As a marketing guy, I know this: If I want to sell you an insurance product, I have to stir up your uncertainties — even your fears. I can do that by creating little stories that make the point I want to make. So if I want to sell you accident insurance, for example, I’ll write 10 terrible tales about accident victims. By the time you’ve read three of them, you will have an internal, subconscious pattern in favor of accident insurance established.

When I teach copywriting at American Writers & Artists Institute (AWAI) seminars, I train writers to do just that. By showing (rather than telling), I teach them, you create in your prospect a deep experience — one that involves feelings, thoughts, and desires — that will serve your selling objective.

We all know that a woman in an old Victorian house should not go into the basement alone.

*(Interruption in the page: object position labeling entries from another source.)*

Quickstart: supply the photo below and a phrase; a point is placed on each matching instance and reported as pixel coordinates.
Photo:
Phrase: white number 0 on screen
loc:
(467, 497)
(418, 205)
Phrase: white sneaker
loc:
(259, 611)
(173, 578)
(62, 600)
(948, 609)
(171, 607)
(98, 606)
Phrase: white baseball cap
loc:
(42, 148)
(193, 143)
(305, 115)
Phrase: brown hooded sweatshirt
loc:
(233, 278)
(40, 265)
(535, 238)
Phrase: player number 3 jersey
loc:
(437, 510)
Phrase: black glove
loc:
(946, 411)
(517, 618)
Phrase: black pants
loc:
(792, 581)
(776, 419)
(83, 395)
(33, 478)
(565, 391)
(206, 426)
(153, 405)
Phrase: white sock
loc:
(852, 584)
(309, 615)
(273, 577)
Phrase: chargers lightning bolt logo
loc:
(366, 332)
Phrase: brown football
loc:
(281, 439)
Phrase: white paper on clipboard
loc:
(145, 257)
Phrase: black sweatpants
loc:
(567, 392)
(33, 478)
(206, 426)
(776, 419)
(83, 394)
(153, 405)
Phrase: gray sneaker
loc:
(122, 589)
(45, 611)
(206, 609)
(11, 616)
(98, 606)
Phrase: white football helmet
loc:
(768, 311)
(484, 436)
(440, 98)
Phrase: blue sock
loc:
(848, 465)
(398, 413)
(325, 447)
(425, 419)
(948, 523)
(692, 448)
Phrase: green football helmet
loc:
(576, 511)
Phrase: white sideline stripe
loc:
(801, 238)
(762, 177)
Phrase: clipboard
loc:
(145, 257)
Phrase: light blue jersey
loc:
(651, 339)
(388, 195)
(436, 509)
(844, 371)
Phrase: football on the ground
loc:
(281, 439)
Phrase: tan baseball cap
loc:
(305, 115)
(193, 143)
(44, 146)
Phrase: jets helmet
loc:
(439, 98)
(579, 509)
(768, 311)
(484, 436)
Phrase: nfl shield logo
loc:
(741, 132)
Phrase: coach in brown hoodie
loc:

Yet, none of us has been hacked to death for doing so. We all know that the ozone layer is disappearing and that the oceans are rising. Yet, we’ve never actually seen an ozone layer or measured the ocean tide.

You’ve got to be very careful about the patterns you internalize, because they will determine your gut instinct later on. And when it comes to business, it seems to me that the sensible person will make every effort to pay close and objective attention to his primary experiences and will be very skeptical of everything he reads or hears about, however enticing.

It all comes back to my preference for primary experience. Learn from what has actually happened to you, not from what has supposedly happened to others. Remember that history is written by people who have stories to sell.

To develop a great gut instinct for business, pay attention to every business deal you do. Assess its outcome objectively. Ask others for their opinions. What worked? What didn’t? Resist the temptation to revise the facts later. Resist the impulse to make yourself “right” in retrospect.

The conclusions you draw from your actual, primary business experiences are the most valuable resources you have. Make sure they are valid. If you do that . . . and treat secondary information very skeptically . . . your instinct for what to do in any situation will inevitably get better. One day, your protégé might even be amazed by you.